Kirchhoff's Integral is inexact,but not for the reason you mentioned(BTW,Fresnel's theory is based on this integral,too,check Jackson or,better,Born & Wolf).It's because it's SCALAR THEORY OF DIFFRACTION.The correct theory is the vector one...

Daniel.

15. Mar 1, 2005

### Claude Bile

Sorry, I meant near-field, not in relation to Fresnel's theory, but in relation to sub-wavelength apertures and the field within one aperture length of the aperture (If that makes sense). Near-field is just one of those terms that can mean different things in a given context, I guess I got caught out (again!).

I seem to recall that there was another reason why Kirchhoff's Integral fails for sub-wavelength apertures in the near-field (not just because it is a scalar equation), something to do with the way it assumes the form of the field inside the aperture and so forth.

Claude.

16. Mar 2, 2005

### T.Roc

all

Why doesn't this happen with a laser (1 coherent freq.) through the slit?

TRoc

17. Mar 2, 2005

### dextercioby

Happen what...?

Diffraction...?

Daniel.

18. Mar 2, 2005

### ZapperZ

Staff Emeritus
What made you say that this doesn't happen with a laser?

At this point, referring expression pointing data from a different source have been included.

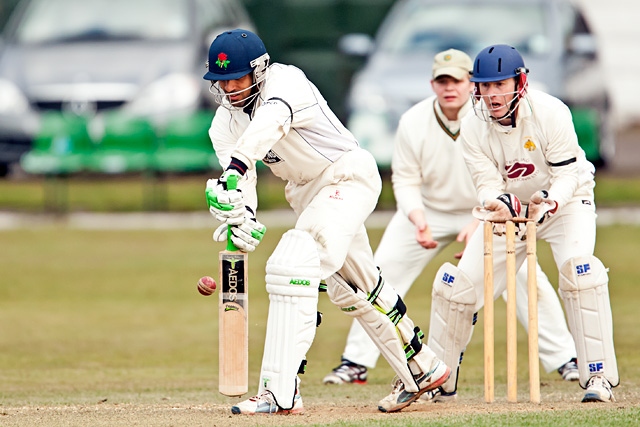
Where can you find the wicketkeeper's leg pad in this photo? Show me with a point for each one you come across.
(584, 288)
(293, 278)
(382, 316)
(453, 316)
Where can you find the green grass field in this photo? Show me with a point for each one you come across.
(98, 325)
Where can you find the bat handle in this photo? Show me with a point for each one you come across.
(232, 184)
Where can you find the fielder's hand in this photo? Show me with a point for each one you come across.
(226, 205)
(246, 236)
(541, 206)
(505, 207)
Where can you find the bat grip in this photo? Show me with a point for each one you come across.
(232, 184)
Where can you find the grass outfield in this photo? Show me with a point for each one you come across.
(107, 328)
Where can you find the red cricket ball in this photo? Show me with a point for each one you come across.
(206, 286)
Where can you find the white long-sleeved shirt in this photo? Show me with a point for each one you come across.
(428, 166)
(293, 130)
(540, 153)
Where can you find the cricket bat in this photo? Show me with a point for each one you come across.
(233, 324)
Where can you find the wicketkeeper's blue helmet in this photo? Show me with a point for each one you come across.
(498, 62)
(234, 54)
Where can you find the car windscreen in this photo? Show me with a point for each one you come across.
(470, 27)
(51, 21)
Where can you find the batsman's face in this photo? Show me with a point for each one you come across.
(452, 93)
(238, 90)
(498, 96)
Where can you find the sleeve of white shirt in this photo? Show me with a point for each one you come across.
(406, 169)
(486, 177)
(224, 143)
(563, 147)
(287, 94)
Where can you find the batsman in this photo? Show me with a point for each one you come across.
(521, 148)
(273, 113)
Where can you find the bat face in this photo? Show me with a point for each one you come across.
(233, 324)
(232, 270)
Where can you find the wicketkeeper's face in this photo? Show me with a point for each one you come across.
(498, 96)
(238, 90)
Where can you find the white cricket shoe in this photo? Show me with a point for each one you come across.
(598, 390)
(569, 370)
(400, 398)
(438, 395)
(265, 403)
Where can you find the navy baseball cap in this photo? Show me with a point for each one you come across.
(231, 53)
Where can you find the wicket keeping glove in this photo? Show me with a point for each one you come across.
(225, 202)
(505, 207)
(246, 236)
(541, 206)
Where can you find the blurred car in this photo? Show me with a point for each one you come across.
(552, 35)
(87, 57)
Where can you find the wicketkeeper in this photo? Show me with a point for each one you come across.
(435, 197)
(521, 146)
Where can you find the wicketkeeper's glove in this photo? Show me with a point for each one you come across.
(541, 206)
(503, 208)
(225, 202)
(246, 236)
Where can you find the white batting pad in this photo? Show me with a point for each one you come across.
(293, 278)
(376, 324)
(583, 286)
(453, 301)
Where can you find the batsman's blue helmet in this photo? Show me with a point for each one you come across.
(233, 55)
(498, 62)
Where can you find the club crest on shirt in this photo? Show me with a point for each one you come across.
(520, 170)
(336, 195)
(271, 158)
(529, 145)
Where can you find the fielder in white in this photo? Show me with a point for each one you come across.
(435, 197)
(521, 144)
(274, 114)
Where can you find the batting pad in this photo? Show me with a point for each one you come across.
(378, 326)
(453, 302)
(583, 286)
(293, 278)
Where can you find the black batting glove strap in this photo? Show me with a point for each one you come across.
(506, 199)
(238, 165)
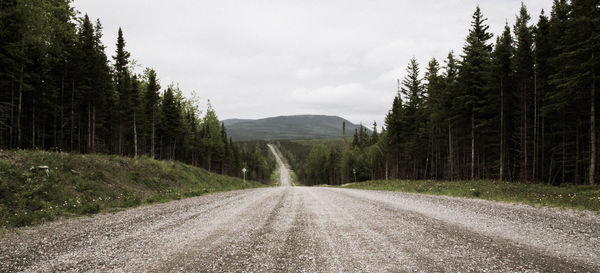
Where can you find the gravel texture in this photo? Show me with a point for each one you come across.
(284, 173)
(302, 229)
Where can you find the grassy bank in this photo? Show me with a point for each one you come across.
(565, 196)
(86, 184)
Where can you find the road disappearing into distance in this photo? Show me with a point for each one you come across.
(313, 229)
(284, 173)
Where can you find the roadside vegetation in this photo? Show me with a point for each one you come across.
(520, 105)
(565, 196)
(75, 184)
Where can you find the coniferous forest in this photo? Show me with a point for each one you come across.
(60, 91)
(522, 106)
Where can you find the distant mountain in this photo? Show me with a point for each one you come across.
(288, 127)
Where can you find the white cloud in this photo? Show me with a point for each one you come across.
(265, 58)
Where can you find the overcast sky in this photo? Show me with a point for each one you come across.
(257, 59)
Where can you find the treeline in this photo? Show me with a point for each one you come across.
(523, 108)
(59, 91)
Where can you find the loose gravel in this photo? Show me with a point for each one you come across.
(311, 229)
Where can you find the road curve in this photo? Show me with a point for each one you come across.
(306, 229)
(284, 173)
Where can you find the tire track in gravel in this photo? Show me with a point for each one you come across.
(301, 229)
(469, 248)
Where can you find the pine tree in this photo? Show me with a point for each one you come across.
(523, 65)
(122, 81)
(502, 68)
(151, 97)
(474, 74)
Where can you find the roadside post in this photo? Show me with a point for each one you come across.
(244, 171)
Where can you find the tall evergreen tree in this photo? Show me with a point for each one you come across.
(474, 75)
(502, 74)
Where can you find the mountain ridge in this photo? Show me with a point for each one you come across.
(289, 127)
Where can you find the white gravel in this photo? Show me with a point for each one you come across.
(301, 229)
(284, 173)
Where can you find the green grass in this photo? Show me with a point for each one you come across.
(87, 184)
(566, 196)
(275, 177)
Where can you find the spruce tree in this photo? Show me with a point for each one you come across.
(502, 82)
(474, 75)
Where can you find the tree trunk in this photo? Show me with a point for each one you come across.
(33, 121)
(472, 144)
(535, 127)
(152, 138)
(20, 107)
(89, 146)
(72, 112)
(93, 128)
(450, 152)
(134, 136)
(592, 175)
(62, 112)
(12, 114)
(501, 129)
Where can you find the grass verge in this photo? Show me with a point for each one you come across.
(586, 197)
(87, 184)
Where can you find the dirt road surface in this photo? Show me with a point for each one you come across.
(284, 173)
(302, 229)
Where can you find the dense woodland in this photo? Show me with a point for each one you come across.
(520, 107)
(60, 91)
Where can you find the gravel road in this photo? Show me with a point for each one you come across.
(310, 229)
(284, 173)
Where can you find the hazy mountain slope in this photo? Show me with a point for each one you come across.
(289, 127)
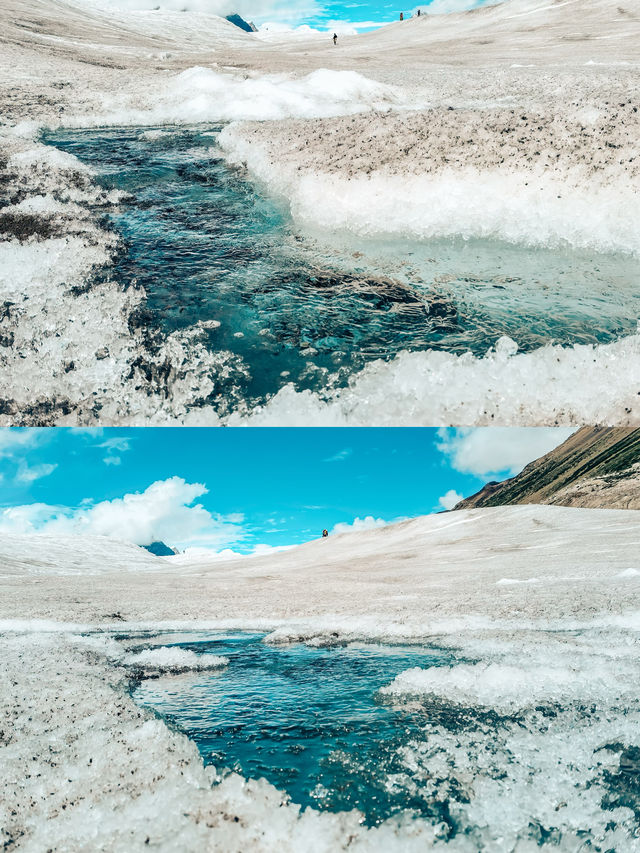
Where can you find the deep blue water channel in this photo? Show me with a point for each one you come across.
(209, 245)
(309, 720)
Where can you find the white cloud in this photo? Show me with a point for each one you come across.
(498, 452)
(114, 446)
(12, 440)
(340, 456)
(450, 499)
(256, 10)
(445, 7)
(367, 523)
(27, 474)
(164, 511)
(209, 555)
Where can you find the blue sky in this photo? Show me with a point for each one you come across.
(240, 488)
(361, 15)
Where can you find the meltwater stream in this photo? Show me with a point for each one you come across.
(214, 252)
(309, 720)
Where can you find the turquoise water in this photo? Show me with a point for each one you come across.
(209, 246)
(309, 720)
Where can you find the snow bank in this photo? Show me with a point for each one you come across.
(549, 386)
(511, 687)
(204, 95)
(47, 554)
(527, 207)
(169, 659)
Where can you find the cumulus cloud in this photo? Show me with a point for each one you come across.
(12, 440)
(341, 455)
(367, 523)
(444, 7)
(498, 452)
(208, 555)
(450, 499)
(30, 473)
(255, 10)
(114, 448)
(164, 511)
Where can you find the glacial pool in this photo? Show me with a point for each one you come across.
(309, 720)
(321, 724)
(213, 250)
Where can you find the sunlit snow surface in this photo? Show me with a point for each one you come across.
(214, 253)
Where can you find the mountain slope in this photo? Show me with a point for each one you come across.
(594, 467)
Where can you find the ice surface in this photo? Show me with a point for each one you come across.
(529, 735)
(204, 95)
(548, 386)
(531, 207)
(167, 659)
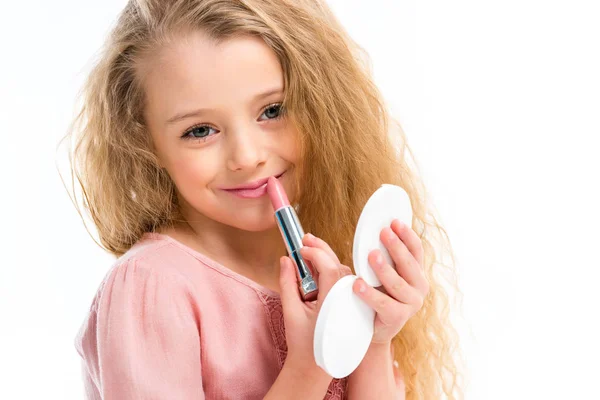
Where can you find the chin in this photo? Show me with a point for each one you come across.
(251, 221)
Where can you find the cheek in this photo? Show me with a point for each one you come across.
(289, 146)
(192, 172)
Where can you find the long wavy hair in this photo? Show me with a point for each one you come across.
(345, 132)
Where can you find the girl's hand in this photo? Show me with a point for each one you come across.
(301, 317)
(404, 284)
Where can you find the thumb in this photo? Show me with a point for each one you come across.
(288, 283)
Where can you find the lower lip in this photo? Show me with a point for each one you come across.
(251, 193)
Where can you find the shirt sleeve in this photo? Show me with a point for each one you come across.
(148, 336)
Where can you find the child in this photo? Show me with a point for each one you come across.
(190, 100)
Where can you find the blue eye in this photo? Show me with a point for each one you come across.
(201, 132)
(198, 132)
(278, 110)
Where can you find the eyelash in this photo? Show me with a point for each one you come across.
(204, 138)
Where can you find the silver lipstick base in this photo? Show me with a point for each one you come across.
(292, 234)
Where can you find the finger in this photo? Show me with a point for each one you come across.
(394, 284)
(288, 283)
(390, 312)
(311, 240)
(328, 270)
(405, 263)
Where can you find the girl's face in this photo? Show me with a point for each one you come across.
(215, 118)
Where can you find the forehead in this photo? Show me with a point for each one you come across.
(196, 71)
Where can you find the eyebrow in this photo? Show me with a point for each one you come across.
(194, 113)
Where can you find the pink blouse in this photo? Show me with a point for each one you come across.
(167, 322)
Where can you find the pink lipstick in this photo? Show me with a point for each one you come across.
(292, 234)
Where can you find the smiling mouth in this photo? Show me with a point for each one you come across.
(264, 185)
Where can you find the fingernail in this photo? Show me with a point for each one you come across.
(391, 235)
(362, 287)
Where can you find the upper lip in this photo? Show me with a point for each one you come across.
(253, 185)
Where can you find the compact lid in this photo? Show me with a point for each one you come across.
(389, 202)
(344, 327)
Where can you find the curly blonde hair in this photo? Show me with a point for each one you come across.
(329, 95)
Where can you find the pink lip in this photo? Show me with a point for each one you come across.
(252, 185)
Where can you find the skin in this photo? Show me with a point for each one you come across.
(243, 142)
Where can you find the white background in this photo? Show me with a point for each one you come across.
(500, 101)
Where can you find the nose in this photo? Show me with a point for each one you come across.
(245, 150)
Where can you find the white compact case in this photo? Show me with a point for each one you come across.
(345, 322)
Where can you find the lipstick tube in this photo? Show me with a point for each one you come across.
(292, 234)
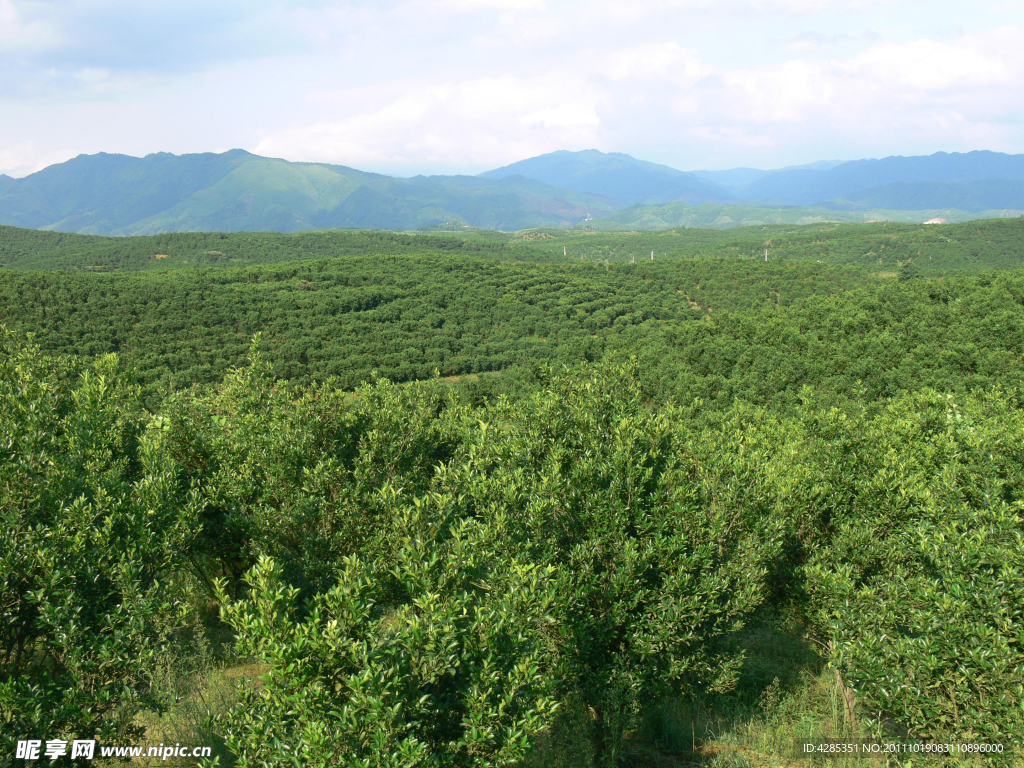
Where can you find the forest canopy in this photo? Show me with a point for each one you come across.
(410, 500)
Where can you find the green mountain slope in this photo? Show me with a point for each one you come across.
(972, 197)
(236, 192)
(674, 215)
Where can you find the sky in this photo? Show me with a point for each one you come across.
(461, 86)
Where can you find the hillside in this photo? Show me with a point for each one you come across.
(236, 190)
(116, 195)
(952, 249)
(871, 206)
(807, 186)
(327, 470)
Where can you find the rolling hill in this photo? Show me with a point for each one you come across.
(237, 190)
(927, 174)
(240, 192)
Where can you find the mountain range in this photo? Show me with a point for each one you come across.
(237, 190)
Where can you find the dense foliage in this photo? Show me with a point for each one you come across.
(413, 577)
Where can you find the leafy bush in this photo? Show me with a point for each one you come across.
(437, 657)
(95, 526)
(651, 576)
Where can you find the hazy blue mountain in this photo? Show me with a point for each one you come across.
(100, 194)
(973, 197)
(237, 190)
(733, 178)
(807, 186)
(615, 176)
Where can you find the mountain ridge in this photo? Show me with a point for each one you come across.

The ONLY way to see clear diffraction pattern IS to use a source with plane, monochromatic light.

Zz.

19. Mar 2, 2005

### dextercioby

Probably never walking into a lab...??

Though i have a hunch he's not exactly a theorist...

Daniel.

20. Mar 2, 2005

### T.Roc

dex, zz

I simply mean that I don't get the same results through the same slits when I use a laser, and when I use "white" light. What does this mean?